At 12:09 PM 28/06/99 -0700 Richard Brodie wrote:
>"For every human problem, there is a neat, simple solution; and it is
> always wrong"
> -- Mencken's Metalaw
Yes, I understand the wisdom embodied in this quote, and agree it has a lot of merit, born as it is from a condensation of human history itself. On the other hand, If you listen closely enough, you can still hear the faint echoes of statements like this, reverberating up through the ages, as the cognescenti of the day wail and lament the naivete of people who thought that the serfs could "rule themselves" with something called "democracy". Sometimes, simple solutions aren't always wrong. The real trick is knowing why it is the right solution beforehand.
As with free markets and communism, why one works and another doesn't seems mired in hindsight, but I say we now have the tools to make a much better guess than our predecessors. To assert otherwise would suggest that we have gained nothing from advances in the fields of evolutionary systems, complexity theory and chaos, behaviourial psychology, cognitive science, communications theory, linguistics and cellular automata.

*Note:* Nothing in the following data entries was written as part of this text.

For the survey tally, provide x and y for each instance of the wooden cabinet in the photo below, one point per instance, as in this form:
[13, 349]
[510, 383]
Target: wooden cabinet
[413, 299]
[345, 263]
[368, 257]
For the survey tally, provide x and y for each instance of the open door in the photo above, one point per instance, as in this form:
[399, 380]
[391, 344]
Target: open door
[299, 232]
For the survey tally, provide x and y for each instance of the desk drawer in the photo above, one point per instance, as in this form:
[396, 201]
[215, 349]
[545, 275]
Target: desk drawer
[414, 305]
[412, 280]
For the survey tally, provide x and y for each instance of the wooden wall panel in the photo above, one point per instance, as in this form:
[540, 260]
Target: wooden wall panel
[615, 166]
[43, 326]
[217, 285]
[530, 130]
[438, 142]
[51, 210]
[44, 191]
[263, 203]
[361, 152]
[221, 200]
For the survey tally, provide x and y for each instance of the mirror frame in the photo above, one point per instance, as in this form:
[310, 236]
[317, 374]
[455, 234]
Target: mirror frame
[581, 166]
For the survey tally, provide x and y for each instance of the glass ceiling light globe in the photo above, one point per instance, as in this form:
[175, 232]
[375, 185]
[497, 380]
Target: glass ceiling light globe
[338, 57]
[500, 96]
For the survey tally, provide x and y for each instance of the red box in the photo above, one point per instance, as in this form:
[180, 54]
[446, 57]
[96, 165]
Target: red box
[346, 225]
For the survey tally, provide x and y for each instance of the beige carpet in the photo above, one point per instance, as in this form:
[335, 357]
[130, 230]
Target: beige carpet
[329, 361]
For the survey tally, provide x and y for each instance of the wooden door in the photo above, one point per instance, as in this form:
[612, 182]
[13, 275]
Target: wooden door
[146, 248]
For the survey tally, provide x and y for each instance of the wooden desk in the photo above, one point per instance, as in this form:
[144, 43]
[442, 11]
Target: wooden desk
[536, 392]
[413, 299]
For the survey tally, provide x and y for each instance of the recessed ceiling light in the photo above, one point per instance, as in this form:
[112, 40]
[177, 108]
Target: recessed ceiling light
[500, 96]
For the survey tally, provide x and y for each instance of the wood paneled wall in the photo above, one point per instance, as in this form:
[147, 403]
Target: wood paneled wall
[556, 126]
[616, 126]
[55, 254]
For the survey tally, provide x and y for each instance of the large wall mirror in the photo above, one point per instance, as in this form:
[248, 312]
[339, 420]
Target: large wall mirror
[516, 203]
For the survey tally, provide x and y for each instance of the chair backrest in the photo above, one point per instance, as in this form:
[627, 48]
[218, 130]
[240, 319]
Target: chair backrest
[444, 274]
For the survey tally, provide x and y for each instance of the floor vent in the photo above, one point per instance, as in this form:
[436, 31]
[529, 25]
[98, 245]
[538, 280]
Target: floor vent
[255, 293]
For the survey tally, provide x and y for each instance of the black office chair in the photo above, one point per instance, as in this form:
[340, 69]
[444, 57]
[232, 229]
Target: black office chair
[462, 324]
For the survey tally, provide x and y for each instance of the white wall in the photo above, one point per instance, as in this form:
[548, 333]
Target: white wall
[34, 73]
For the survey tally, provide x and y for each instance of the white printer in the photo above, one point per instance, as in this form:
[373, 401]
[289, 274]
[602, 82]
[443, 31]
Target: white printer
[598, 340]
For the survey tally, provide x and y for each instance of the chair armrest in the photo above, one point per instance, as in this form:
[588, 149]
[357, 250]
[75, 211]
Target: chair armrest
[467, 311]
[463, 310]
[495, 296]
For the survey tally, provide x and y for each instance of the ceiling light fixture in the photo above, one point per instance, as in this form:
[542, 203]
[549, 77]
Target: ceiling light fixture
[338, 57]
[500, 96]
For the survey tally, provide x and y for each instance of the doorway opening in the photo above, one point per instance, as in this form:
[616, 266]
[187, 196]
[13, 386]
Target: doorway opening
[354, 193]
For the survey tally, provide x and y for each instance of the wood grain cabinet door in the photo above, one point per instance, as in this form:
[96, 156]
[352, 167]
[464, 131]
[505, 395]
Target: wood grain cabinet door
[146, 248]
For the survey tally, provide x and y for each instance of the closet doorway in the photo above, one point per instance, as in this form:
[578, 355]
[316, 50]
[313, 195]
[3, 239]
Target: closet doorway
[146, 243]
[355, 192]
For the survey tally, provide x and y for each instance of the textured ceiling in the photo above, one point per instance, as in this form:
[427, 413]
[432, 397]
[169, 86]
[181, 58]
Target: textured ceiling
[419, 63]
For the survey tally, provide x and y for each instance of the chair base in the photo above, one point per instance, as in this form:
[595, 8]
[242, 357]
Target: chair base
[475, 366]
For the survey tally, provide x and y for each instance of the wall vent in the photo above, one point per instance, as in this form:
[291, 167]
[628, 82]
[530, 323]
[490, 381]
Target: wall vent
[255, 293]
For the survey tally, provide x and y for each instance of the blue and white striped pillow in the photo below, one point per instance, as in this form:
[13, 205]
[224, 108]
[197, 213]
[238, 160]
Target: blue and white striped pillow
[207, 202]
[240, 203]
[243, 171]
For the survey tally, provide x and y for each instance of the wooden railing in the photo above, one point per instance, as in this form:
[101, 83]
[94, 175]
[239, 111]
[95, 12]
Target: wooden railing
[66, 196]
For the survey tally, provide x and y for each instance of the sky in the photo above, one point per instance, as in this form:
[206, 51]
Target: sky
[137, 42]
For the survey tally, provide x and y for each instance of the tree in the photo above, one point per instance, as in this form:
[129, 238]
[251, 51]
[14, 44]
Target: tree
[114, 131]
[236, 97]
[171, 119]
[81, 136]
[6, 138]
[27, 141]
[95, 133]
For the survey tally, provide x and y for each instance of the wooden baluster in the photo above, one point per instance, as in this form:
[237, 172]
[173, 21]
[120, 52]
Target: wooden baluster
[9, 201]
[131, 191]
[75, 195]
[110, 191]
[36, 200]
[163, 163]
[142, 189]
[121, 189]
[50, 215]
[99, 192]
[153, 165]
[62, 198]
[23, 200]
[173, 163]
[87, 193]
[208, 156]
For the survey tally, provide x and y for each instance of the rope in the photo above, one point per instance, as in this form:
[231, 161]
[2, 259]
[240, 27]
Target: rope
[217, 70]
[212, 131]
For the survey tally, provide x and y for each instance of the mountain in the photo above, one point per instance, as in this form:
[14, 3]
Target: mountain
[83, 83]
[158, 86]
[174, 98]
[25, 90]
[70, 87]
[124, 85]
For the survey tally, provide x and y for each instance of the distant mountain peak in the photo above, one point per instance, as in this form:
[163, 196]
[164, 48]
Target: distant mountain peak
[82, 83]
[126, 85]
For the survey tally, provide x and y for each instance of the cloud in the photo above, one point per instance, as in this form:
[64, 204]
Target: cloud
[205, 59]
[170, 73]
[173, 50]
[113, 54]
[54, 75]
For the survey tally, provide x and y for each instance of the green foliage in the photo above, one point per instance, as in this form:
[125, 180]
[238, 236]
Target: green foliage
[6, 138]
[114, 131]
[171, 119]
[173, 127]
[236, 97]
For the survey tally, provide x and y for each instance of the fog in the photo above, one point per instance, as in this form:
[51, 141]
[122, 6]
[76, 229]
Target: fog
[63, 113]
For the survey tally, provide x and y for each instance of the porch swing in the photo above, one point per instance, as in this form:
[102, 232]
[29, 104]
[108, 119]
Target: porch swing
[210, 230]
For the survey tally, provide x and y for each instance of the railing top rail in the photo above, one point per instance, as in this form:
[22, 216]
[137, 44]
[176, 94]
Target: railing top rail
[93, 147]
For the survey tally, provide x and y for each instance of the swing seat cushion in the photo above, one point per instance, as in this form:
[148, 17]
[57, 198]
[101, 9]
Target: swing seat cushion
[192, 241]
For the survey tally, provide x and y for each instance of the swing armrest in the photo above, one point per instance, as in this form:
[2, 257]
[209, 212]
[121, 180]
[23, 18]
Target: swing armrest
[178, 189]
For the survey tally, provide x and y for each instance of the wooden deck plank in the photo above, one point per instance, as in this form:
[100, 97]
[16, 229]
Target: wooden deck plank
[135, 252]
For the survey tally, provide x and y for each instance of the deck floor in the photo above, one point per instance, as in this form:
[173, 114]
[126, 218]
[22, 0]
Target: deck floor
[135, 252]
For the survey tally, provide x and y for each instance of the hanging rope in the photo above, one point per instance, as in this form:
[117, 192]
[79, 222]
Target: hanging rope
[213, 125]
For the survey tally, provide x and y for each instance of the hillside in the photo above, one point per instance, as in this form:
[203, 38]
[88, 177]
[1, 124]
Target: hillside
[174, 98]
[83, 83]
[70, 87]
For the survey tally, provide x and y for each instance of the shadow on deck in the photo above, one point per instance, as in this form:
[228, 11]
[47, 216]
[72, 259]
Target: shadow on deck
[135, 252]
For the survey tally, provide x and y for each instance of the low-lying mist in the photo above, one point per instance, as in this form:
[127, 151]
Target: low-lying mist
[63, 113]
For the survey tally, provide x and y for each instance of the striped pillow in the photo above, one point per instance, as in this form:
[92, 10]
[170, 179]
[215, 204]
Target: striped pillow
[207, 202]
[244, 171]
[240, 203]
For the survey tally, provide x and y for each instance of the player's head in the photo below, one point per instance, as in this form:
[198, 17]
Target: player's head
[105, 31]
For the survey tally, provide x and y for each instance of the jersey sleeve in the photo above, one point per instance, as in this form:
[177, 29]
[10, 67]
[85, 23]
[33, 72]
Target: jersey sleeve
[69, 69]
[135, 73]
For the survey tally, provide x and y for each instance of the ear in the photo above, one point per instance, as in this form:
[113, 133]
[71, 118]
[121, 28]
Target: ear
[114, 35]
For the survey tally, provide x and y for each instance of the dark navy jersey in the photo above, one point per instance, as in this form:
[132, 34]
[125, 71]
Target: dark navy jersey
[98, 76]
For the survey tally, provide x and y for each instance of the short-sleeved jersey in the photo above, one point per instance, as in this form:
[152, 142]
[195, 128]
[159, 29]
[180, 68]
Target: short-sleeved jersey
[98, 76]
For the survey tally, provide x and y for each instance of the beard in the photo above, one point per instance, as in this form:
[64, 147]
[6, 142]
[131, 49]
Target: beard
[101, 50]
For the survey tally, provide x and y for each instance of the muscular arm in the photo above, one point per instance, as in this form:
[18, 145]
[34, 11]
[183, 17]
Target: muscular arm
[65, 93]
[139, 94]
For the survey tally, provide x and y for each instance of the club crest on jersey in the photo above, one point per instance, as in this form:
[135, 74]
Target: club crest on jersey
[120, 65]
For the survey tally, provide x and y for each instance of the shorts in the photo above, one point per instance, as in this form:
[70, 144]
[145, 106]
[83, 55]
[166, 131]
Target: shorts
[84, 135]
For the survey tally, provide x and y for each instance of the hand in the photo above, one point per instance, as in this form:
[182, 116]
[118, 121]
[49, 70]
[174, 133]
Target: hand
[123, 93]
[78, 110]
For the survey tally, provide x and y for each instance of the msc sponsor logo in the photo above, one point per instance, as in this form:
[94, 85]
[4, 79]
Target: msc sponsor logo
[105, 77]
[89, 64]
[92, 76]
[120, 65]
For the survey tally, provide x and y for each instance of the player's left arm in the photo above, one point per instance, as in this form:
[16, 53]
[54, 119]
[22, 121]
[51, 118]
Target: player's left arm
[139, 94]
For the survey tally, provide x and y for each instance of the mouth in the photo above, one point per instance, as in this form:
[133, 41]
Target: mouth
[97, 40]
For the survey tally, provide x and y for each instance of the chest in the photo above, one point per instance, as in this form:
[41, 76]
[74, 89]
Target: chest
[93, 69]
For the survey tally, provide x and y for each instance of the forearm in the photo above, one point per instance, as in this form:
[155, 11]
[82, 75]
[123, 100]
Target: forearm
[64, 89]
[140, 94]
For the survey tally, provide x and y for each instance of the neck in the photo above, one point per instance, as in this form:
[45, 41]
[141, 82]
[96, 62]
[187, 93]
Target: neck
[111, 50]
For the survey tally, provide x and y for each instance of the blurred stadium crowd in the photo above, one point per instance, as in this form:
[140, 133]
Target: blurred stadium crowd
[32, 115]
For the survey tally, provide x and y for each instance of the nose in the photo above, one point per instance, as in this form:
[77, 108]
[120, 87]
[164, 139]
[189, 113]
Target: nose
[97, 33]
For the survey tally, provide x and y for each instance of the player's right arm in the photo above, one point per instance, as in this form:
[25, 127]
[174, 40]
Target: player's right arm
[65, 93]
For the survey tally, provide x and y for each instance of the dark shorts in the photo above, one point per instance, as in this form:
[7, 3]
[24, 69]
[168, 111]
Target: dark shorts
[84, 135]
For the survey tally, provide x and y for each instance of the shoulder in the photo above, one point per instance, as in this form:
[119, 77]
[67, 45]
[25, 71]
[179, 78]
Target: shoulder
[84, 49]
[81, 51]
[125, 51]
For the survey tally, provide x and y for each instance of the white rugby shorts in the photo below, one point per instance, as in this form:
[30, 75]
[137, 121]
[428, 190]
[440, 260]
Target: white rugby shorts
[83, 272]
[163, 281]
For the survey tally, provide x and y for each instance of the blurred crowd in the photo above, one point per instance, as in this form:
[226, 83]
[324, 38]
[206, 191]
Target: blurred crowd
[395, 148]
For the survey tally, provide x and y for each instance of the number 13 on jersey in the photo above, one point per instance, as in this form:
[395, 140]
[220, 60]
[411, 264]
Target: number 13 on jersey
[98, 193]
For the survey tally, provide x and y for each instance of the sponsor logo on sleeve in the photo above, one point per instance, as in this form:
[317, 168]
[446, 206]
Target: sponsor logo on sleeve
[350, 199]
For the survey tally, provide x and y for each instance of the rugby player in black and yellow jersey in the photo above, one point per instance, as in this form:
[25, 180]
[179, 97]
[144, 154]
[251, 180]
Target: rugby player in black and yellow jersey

The trick, in my estimation, is that when attempting to evaluate the probable social dynamics of democratic principles, you don't just plug these ideas into the model of serfdom that has been ground into your head through a lifetime of conditioning. Democracy will change how the serfs behave, which will change how they look at things, which will change how they react, which will change how they think.......in short, it will change them.